El ex presidente Alejandro Toledo tenía el dinero en su casa de California para solventar sus gastos personales, según su abogado. [Foto archivo El Comercio]
El ex presidente Alejandro Toledo tenía el dinero en su casa de California para solventar sus gastos personales, según su abogado. [Foto archivo El Comercio]
José Carlos Requena

Los apuros judiciales de han vuelto a ponerlo en primer plano. No es un espacio nuevo para él: hace 19 años era el sorpresivo líder de la oposición a la ilegal reelección de Fujimori; hace 18, el presidente electo.

¿Cómo llegó el país a convertir en presidente y líder político por casi dos décadas a quien hoy personifica varios de los lastres que lo aquejan?

Toledo –al frente de una agrupación de nombre versátil y vacío: Perú Posible– era heredero de la retórica antipartidos que tan bien instalaron Fujimori y Montesinos. Aunque no era nuevo en las lides electorales, estaba fuera de lo que en los noventa se llamaba, peyorativamente, la “partidocracia”.

La presunta naturaleza democratizadora hizo que se desarrollara una indulgencia muy particular. Los cuestionamientos a Toledo eran vistos como “hacerle el juego” al partido de oposición más fuerte, el Apra, o como nostalgia de los noventa. No era extraño escuchar: “Quien critica mucho a Toledo, lo hace porque extraña al ‘Chino’”.

Los partidos políticos que habían vuelto a la escena, como el Apra o el PPC, no parecían tan interesados en recomponer el precario sistema que habían sostenido en los ochenta. En tanto, la izquierda se había recluido en organizaciones de la sociedad civil o formaba parte del proyecto de Toledo (Henry Pease, Gloria Helfer); en tal situación, lo defendía.

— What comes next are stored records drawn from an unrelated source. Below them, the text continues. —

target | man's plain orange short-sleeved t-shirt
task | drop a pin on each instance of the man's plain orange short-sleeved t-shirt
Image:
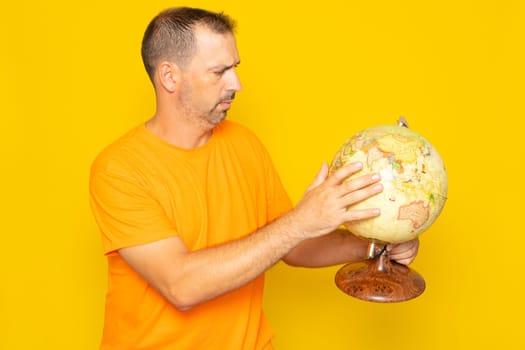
(144, 189)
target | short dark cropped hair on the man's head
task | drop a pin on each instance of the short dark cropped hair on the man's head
(170, 35)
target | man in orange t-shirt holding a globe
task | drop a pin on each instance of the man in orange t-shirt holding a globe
(192, 211)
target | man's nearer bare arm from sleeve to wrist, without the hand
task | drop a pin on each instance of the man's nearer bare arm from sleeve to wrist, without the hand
(189, 278)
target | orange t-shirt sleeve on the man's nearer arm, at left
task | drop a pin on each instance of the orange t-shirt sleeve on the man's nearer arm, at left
(126, 213)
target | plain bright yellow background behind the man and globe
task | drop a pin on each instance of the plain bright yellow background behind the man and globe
(313, 74)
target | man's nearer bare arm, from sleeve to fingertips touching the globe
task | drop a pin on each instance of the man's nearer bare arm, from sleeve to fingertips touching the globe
(189, 278)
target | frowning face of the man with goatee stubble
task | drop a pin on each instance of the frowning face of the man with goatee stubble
(210, 82)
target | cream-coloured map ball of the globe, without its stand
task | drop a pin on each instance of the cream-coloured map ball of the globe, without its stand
(413, 176)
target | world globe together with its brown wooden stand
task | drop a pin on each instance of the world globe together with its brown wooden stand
(414, 192)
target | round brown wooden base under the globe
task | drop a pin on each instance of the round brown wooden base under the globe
(380, 280)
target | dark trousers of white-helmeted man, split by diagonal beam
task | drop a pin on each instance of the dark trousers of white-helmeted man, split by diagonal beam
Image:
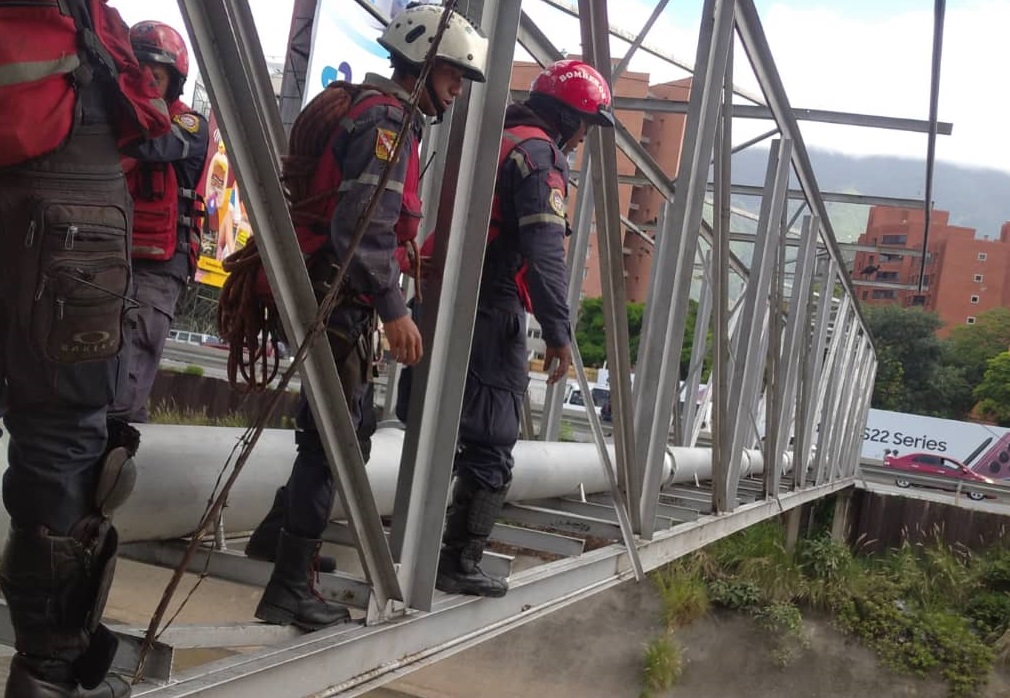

La sociedad civil encontraba acogida a diversas demandas (la descentralización, una agenda transicional), iniciativas luego truncas o mal implementadas. Entre el 2001 y el 2006, florecieron o se fortalecieron varios espacios de concertación, como el Consejo Nacional del Trabajo o el Consejo Nacional para la Concertación Agraria.

Toledo supo escoger su círculo de colaboradores. En la mayoría de casos, sus ministros, viceministros y principales articuladores congresales aliviaron los serios vacíos que dejaba una personalidad frívola e indolente. Ello ayudó a que sobreviva una gestión de baja aprobación popular (promedio mensual: 22%, El Comercio-Ipsos) y a que se lograran las pocas reformas del nuevo milenio.

El sector privado –cobijado por la disciplina macroeconómica, entusiasmado por las posibilidades del comercio internacional– creyó ilusamente que lo mejor era no mover las cosas.

Toledo no hubiera sido posible sin las “identidades políticas negativas” a las que suele referirse Carlos Meléndez (ver “El mal menor”- IEP, 2019). En el 2000 y 2001, el elector que votó por Toledo lo hizo en gran parte para manifestar su oposición a Fujimori y García, respectivamente. En la primera vuelta del 2001, la izquierda –con algunas candidaturas en la lista Perú Posible– prefirió la incertidumbre de la gaseosa tercera vía que planteaba Toledo antes que la certeza de la derecha democrática que, en ese momento, representaba Lourdes Flores.

Toledo, autodefinido como un “error estadístico”, fue el primer mal menor del milenio. El Perú cometió el error histórico de brindarle indulgencia y entusiasmo. Algún aprendizaje debería quedar.